Approximately 34% of the HI for the creosote-contaminated sediment at Eagle Harbor was attributable to 4-ring+ (fluoranthene and higher) PAHs, most of which are pyrogenic (Table 5). Other predominantly pyrogenic PAHs also contributed to the HI, including acenaphthene, dibenzofuran, and anthracene. Dibenzothiophenes, which usually are considered primarily petrogenic, make a substantial contribution to the HI. Some of the creosote from the Wycoff wood treatment facility may have been distilled from a high-sulfur petroleum tar, which would contain high concentrations of dibenzothiophenes. These creosote-associated PAHs, particularly the higher molecular weight ones, have much higher log Kocs than predicted (Mitra et al. 1999), indicating a low accessibility and bioavailability. Thus, it is likely that the sediments are much less toxic to benthic animals than predicted by the high HI value and exceedence of the ERM value.
The urban runoff sediment contained 25 ppm of total PAHs, about 55% of the ERM concentration and about 6 times the ERL concentration. The HI of the PAH assemblage in this sediment was 64, indicating a hazard (risk of toxicity) to benthic organisms if the PAH are accessible and bioavailable. This sediment would be toxic to benthic animals if the PAH associated with the sediment particles are accessible. As indicated in Table 5, this sediment sample was enriched in parent PAHs and several 4-ring+ PAHs characteristic of pyrogenic sources. There also is evidence of some petrogenic PAH contributions, particularly the dibenzothiophenes (DBT) that are much more abundant in petrogenic than pyrogenic PAH assemblages (Neff 2002). More than 40% of the HI for this sediment was attributable to 4-ring and higher PAHs (mostly pyrogenic) that tend to sorb to sediment particles much more strongly than predicted (Neff 2002). However, there may be enough alkyl naphthalenes, phenanthrenes, and dibenzothiophenes (mostly petrogenic) in the sediments to elicit effects in some sensitive benthic organisms.

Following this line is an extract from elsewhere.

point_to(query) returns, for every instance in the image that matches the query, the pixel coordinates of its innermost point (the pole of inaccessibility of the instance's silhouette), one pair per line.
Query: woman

The toxicity of two heavily contaminated Eagle Harbor sediments was evaluated with a sensitive sand dollar embryo test (Meador et al. 1990). The sediment samples contained 33.6 and 37.0 μg/g total PAH. There was 100% mortality of the echinoderm embryos during exposure to both sediments. Ozretich et al. (2000) evaluated the toxicity of 30 creosote-contaminated sediments from nearby Elliott Bay (WA, USA) with two amphipod species. Mean amphipod mortality was less than 10% (sediments were not toxic) in seven sediments containing 12 to 140 μg/g total PAH (34 parent and alkyl PAH groups). There was 100% mortality in eight sediments containing 500 to 25,000 μg/g PAH. Mean amphipod mortality ranged from 13 to 78% in the remaining sediments, containing 19 to 480 μg/g PAH. Thus, the creosote-contaminated sediment used in the present investigation, containing 17,000 μg/g total PAH, probably also would be toxic. The urban runoff sediment containing 25 μg/g PAH probably were either nontoxic or moderately toxic to benthic animals.